I am currently working through the example “Text Classification with TF Hub” on the Tensorflow for R website (TensorFlow for R - Text Classification with TF Hub), and try to replicate this model with some of my own data.
In the example, data are first loaded from external text files via text_dataset_from_directory and saved as a BatchDataset of shape (None,), which is named train_data. In my own data, the texts and labels are available as vectors of length 80 in R. When I try to convert these data, I obtain a BatchDataset of shape (None,80), which is incompatible with the Tensorflow model defined later.
My question is how I should preprocess my data to apply them with the Tensorflow Hub model.
I am providing a minimal example based on my R code. In the end, I obtain a Value Error, because the model expects data with shape (None,), but gets data with shape (None,80). I am grateful for any help.
# Loading the packages library(keras) library(tensorflow) library(tfdatasets) library(tfhub) # We transform the vectors into a tensorflow dataset: # texts_train and labels_train are vectors of length 80 texts_train_tf <- as_tensor(texts_train) # Has shape (80) labels_train_tf <- as_tensor(labels_train) # Has shape (80) train_tf <- tensors_dataset(c(texts_train_tf,labels_train_tf)) # TensorDataset of shape (80,) train_data_tf <- dataset_batch(train_tf, batch_size = 32) # BatchDataset of shape (80,) # Exploring the data batch_tf <- train_data_tf %\>% reticulate::as_iterator() %\>% reticulate::iter_next() # Following the example "Text Classification with TF Hub" embedding <- "https://tfhub.dev/google/nnlm-en-dim50/2" hub_layer <- tfhub::layer_hub(handle = embedding, trainable = TRUE) model <- keras_model_sequential() %\>% hub_layer() %\>% layer_dense(32, activation = "relu") %\>% layer_dense(1) model %\>% compile( optimizer = 'adam', loss = 'mean_squared_error', metrics = 'accuracy' ) history <- model %\>% fit( train_data_tf, epochs = 10, verbose = 1 )
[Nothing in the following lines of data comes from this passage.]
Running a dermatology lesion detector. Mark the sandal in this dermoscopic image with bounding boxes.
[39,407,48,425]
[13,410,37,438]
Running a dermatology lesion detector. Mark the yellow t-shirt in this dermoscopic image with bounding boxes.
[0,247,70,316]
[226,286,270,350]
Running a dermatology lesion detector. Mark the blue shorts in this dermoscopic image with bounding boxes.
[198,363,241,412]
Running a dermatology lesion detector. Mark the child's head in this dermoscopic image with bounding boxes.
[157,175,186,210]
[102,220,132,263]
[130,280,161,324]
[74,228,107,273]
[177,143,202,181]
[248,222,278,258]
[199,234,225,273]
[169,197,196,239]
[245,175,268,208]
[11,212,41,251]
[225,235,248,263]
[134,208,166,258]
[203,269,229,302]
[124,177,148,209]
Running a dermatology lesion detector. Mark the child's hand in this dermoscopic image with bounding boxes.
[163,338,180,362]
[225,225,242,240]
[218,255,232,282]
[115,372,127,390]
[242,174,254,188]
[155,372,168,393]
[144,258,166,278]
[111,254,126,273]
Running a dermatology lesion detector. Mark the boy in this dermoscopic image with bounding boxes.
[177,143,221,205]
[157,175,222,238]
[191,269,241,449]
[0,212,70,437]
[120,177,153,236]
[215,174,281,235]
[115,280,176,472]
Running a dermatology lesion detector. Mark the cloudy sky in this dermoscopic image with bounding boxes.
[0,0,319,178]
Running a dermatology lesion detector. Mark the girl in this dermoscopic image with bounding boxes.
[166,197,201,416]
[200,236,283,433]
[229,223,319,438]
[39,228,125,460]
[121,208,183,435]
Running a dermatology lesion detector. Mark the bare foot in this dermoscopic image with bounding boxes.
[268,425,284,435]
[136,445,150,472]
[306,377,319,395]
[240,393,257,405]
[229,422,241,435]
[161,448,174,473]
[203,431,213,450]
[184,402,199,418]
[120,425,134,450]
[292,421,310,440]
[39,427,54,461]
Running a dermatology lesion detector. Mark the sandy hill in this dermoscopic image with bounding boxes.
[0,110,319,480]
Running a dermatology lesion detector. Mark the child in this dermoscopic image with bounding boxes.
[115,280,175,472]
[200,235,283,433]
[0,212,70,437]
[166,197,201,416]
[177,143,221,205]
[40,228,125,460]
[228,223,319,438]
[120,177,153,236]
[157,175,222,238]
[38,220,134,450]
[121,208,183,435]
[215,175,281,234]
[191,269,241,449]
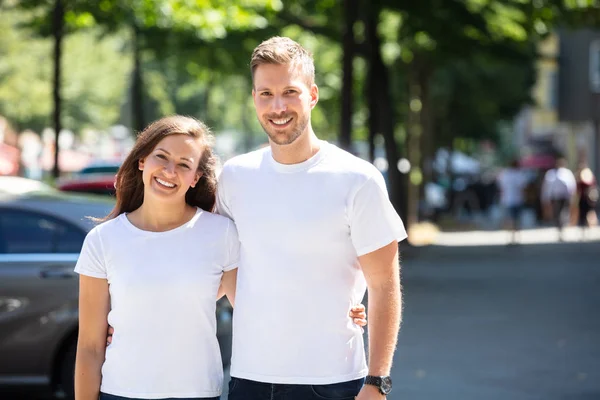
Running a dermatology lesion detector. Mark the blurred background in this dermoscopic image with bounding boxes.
[0,0,600,400]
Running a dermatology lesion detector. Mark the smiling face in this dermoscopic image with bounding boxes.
[252,64,319,145]
[138,134,202,203]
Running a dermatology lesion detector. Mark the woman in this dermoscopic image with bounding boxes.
[75,116,364,400]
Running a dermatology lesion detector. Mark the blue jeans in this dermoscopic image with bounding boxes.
[99,392,219,400]
[229,377,365,400]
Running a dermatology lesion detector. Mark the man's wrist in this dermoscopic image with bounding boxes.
[365,375,392,396]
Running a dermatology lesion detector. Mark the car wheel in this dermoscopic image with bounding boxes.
[58,340,77,400]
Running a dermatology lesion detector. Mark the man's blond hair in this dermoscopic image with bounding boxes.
[250,36,315,86]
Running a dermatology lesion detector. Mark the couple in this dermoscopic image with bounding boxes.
[75,37,406,400]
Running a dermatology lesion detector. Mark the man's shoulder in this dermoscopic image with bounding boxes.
[196,211,233,229]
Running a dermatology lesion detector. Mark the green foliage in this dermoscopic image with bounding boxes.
[0,10,130,132]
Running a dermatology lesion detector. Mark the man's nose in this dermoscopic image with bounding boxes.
[272,96,287,113]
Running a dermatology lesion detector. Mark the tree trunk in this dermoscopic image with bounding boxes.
[406,69,423,226]
[340,0,358,150]
[366,3,407,220]
[419,66,435,186]
[52,0,65,178]
[131,25,146,134]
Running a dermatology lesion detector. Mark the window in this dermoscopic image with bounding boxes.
[0,209,85,254]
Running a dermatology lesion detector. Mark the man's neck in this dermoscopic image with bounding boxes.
[269,128,321,165]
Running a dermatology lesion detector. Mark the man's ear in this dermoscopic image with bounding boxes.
[310,83,319,109]
[191,172,202,187]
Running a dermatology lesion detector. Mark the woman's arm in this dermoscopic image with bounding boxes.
[217,268,237,307]
[75,275,110,400]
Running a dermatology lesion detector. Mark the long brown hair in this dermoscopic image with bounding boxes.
[101,115,217,221]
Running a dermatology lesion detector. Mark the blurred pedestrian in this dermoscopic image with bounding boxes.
[498,160,528,244]
[217,37,406,400]
[542,158,577,241]
[75,116,370,400]
[576,164,598,239]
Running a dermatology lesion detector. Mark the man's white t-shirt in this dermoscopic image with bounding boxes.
[75,209,239,399]
[217,141,406,384]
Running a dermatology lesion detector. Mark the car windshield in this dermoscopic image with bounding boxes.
[0,177,54,195]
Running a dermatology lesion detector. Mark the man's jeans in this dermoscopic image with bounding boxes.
[99,393,219,400]
[228,377,365,400]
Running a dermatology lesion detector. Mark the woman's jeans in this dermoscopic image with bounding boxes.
[99,393,219,400]
[228,377,364,400]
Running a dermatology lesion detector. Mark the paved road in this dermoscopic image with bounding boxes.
[2,230,600,400]
[389,231,600,400]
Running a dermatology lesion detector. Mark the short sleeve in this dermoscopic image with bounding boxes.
[223,220,240,271]
[216,167,233,219]
[75,228,107,279]
[349,174,407,256]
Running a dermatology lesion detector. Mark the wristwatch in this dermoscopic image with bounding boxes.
[365,375,392,396]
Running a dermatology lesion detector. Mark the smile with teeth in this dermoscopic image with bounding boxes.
[154,178,175,188]
[270,118,292,125]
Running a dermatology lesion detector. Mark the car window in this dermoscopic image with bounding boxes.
[0,210,85,254]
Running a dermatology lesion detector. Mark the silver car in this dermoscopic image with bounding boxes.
[0,177,232,398]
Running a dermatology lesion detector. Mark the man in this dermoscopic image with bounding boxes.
[498,160,528,245]
[542,158,577,241]
[217,37,406,400]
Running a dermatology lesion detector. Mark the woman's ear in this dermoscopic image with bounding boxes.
[191,171,202,187]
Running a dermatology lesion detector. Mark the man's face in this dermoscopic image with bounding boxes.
[252,64,319,145]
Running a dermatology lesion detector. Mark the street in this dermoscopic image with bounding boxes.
[388,230,600,400]
[3,229,600,400]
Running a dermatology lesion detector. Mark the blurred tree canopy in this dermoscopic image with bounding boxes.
[0,0,600,219]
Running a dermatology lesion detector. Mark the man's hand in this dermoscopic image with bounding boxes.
[106,325,115,347]
[350,304,367,327]
[355,385,387,400]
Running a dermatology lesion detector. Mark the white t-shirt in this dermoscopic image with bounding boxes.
[217,141,406,384]
[75,209,239,399]
[498,168,528,207]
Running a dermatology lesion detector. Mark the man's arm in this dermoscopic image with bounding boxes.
[358,240,402,399]
[217,268,237,307]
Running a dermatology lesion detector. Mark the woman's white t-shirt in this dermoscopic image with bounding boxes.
[75,209,239,399]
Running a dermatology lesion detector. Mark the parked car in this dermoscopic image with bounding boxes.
[0,177,232,398]
[56,174,116,196]
[77,161,121,176]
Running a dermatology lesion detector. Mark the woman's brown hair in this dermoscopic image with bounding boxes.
[101,115,217,221]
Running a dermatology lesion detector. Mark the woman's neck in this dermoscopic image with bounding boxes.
[127,200,196,232]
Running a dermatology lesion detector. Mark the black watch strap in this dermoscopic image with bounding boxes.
[365,375,392,395]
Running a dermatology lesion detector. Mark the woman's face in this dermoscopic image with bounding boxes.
[139,135,203,202]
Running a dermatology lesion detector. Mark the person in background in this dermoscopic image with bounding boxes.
[498,160,528,244]
[577,164,598,240]
[541,158,577,241]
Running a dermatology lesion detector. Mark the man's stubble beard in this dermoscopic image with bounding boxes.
[259,113,308,146]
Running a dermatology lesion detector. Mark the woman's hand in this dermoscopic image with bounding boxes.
[349,304,367,327]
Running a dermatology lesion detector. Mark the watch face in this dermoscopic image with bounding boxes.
[381,376,392,394]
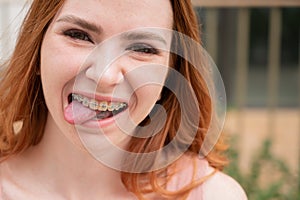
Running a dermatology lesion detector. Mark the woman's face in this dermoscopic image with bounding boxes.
[41,0,173,148]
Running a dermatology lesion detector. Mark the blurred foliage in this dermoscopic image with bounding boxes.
[225,138,300,200]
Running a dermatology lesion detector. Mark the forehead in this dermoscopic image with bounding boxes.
[56,0,173,33]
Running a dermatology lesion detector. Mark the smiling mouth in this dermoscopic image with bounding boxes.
[68,93,128,120]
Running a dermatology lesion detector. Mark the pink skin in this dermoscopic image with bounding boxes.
[41,0,172,150]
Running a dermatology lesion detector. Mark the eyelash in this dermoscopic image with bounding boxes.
[126,44,159,55]
[63,29,94,43]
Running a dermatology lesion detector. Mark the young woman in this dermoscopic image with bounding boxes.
[0,0,246,200]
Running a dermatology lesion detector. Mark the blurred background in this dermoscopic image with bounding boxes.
[0,0,300,200]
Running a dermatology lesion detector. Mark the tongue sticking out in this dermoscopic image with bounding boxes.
[64,101,96,124]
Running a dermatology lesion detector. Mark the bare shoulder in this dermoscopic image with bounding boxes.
[203,172,247,200]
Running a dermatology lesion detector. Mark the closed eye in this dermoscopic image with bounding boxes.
[126,43,159,55]
[63,29,94,43]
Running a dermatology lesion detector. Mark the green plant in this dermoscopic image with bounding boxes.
[225,138,300,200]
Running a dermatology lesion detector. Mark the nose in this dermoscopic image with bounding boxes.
[85,47,125,92]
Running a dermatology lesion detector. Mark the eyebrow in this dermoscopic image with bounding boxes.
[57,15,102,34]
[122,31,167,45]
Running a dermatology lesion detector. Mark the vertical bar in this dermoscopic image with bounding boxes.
[268,7,282,136]
[236,8,250,132]
[298,28,300,195]
[0,1,10,60]
[206,8,218,63]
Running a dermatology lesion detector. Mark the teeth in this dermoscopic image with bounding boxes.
[72,94,126,111]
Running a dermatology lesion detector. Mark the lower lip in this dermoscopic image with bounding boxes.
[69,109,127,129]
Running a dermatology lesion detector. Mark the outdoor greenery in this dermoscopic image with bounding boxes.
[225,138,300,200]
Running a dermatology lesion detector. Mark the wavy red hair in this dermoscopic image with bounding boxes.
[0,0,226,199]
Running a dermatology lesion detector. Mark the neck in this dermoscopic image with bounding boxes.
[7,115,134,199]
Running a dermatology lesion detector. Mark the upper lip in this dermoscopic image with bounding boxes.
[72,91,128,104]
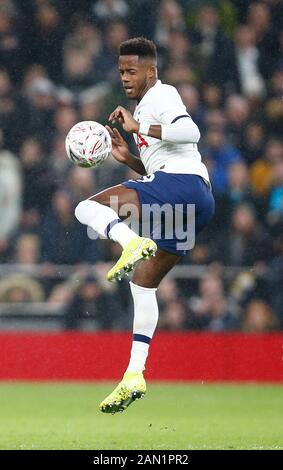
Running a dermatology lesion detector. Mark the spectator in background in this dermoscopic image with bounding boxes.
[243,299,276,333]
[212,161,257,233]
[94,21,129,84]
[41,189,98,265]
[50,134,72,187]
[62,45,96,93]
[267,146,283,224]
[25,77,57,150]
[13,233,40,266]
[202,82,223,110]
[225,95,250,148]
[64,277,119,330]
[29,0,66,83]
[178,83,204,129]
[234,25,266,100]
[0,69,25,152]
[0,274,45,303]
[157,277,180,310]
[265,63,283,138]
[68,167,96,204]
[154,0,185,48]
[188,273,239,331]
[0,143,22,262]
[250,139,283,199]
[92,0,129,24]
[0,0,25,83]
[20,136,55,218]
[247,2,279,79]
[214,203,272,266]
[202,128,242,194]
[264,219,283,328]
[159,299,188,331]
[190,2,234,89]
[54,106,79,138]
[240,120,266,166]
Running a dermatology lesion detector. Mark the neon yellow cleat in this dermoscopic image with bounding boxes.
[107,237,157,281]
[99,372,146,414]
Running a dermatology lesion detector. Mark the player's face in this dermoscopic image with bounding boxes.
[119,55,156,100]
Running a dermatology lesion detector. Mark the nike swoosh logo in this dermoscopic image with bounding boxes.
[131,242,144,256]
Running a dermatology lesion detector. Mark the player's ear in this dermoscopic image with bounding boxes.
[148,65,156,78]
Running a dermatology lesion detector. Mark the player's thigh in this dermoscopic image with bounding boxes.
[89,184,141,217]
[132,248,182,288]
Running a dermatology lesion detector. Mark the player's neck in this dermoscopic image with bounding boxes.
[137,77,157,103]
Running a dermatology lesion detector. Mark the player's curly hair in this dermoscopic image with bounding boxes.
[119,37,157,59]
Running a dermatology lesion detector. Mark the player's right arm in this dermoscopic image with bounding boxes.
[105,126,146,175]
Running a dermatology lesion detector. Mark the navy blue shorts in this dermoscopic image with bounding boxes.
[122,171,215,256]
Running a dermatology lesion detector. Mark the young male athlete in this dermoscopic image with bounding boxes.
[75,38,214,414]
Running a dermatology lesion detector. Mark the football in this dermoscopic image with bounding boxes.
[65,121,112,168]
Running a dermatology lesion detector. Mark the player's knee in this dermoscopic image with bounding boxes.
[75,200,95,225]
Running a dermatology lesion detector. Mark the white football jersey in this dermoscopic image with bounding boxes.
[134,80,209,181]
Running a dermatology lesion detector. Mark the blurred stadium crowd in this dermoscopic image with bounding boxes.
[0,0,283,332]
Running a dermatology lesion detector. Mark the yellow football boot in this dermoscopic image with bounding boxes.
[99,372,146,414]
[107,237,157,281]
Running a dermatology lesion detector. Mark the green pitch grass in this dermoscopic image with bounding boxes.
[0,382,283,450]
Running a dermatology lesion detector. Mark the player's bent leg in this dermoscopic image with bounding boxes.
[75,185,157,281]
[99,372,146,414]
[132,248,182,288]
[100,249,181,414]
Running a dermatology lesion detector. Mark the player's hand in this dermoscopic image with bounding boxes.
[109,106,139,133]
[105,126,130,163]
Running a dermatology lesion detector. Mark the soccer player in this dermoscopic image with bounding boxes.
[75,37,214,414]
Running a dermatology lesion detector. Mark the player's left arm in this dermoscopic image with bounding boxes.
[109,106,200,144]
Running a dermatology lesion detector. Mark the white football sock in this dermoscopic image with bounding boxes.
[75,199,138,248]
[126,282,158,372]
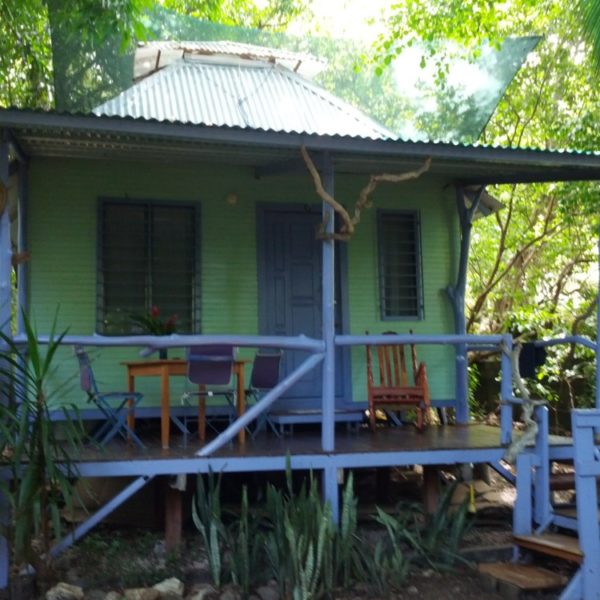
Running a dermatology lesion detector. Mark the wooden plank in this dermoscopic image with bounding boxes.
[514,533,583,564]
[479,563,567,591]
[553,506,600,522]
[165,486,182,550]
[550,473,575,491]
Fitting this model leads to the following error message:
Error: ValueError: in user code: <… omitted …> File "C:\Users\RDEBEL~1\AppData\Local\Temp_autograph_generated_filei_8nea4e.py", line 37, in if_body_3 result = ag_.converted_call(ag__.ld(f), (), None, fscope)
ValueError: Exception encountered when calling layer ‘keras_layer_16’ (type KerasLayer).
in user code:
File “C:\Users\RDEBEL~1\AppData\Local\R-MINI~1\envs\R-RETI~1\lib\site-packages\tensorflow_hub\keras_layer.py”, line 234, in call * result = f()
ValueError: Python inputs incompatible with input_signature: inputs: ( Tensor(“IteratorGetNext:0”, shape=(None, 80), dtype=string)) input_signature: ( TensorSpec(shape=(None,), dtype=tf.string, name=None)).
Call arguments received by layer ‘keras_layer_16’ (type KerasLayer): • inputs=tf.Tensor(shape=(None, 80), dtype=string) • training=True
reticulate::py_last_error() for details